Ten years later a single wolf pack calls the Lakes their home. The Lakeland pack varies in size from just four animals to a maximum observed of 12. It has been a bumpy ride for the animals since they were first released from their acclimatisation pen, with two of the wolves being killed in collisions with vehicles in the first eight months. There has also been the inevitable friction with the farming community but as Dr Suzanne Hargreaves, head of the re-introduction programme explained, this has been less than predicted, “I am a child of hill farmers, and a local one at that, so I was sensitive to that community’s concerns. But a number of factors have mitigated the impact of the wolves. Firstly, sheep numbers have been in decline due to changing economics. Secondly, the wolves preferred the southern Lakeland area. There’s more tree cover there and deer, their preferred prey, is plentiful. The area was, and remains, far less frequented by visitors than the mountains of the central Lakes, meaning the wolves encountered people infrequently.”

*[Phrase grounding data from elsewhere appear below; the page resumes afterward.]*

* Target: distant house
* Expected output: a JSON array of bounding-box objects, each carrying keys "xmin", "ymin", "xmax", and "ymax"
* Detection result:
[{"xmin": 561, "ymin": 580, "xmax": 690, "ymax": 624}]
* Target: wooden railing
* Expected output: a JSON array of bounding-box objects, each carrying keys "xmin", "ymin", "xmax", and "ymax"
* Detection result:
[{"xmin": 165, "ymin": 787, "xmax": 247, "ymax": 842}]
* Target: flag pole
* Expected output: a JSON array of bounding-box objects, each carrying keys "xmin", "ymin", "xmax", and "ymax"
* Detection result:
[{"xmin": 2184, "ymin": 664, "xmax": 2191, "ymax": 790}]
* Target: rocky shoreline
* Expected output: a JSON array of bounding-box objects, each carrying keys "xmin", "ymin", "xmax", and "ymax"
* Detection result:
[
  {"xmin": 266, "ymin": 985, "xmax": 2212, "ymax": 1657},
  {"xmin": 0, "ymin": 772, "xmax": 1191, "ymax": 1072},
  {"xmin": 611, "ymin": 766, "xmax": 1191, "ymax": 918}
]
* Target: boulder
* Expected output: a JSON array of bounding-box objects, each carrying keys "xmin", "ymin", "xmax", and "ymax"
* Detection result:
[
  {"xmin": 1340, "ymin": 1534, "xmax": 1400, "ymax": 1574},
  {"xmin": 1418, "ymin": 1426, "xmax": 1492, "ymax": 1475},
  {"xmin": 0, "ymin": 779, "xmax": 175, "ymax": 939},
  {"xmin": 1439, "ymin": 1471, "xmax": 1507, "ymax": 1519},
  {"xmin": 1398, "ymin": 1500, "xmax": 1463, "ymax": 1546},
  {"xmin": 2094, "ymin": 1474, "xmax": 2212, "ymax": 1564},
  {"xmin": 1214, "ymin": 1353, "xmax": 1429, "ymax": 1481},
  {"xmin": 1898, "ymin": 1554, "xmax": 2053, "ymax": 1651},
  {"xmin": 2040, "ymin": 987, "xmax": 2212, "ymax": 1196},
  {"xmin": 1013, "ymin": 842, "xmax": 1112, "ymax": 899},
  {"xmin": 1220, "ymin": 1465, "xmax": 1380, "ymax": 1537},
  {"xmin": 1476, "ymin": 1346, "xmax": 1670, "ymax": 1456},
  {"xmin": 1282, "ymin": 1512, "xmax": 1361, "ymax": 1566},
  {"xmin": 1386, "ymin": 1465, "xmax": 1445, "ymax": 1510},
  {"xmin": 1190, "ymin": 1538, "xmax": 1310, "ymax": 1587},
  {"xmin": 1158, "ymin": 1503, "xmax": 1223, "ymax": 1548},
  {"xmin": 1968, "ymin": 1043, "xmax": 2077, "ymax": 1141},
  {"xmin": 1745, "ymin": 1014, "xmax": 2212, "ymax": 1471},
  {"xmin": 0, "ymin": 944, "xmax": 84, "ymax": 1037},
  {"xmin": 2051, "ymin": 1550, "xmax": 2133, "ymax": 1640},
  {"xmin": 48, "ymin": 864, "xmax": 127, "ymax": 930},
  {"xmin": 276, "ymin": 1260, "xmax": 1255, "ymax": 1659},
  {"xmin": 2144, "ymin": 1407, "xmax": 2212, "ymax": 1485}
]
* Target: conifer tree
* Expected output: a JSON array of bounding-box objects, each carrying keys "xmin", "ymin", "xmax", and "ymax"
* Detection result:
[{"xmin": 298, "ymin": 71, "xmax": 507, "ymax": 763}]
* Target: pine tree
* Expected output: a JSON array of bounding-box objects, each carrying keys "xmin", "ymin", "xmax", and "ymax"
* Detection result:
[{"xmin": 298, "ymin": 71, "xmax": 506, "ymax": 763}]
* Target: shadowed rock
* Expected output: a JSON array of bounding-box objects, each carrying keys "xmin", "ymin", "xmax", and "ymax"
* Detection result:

From these numbers it is clear the population is still precarious. The pack regularly breeds but the young generally move out of the area, over the border into Scotland, and, less successfully, Northumberland and the Yorkshire Dales. The Lakes is a crowded place, with many demands on it from farming and tourism, however, the Wolves have found their niche and form an important, and growing part of the draw of the Lake District.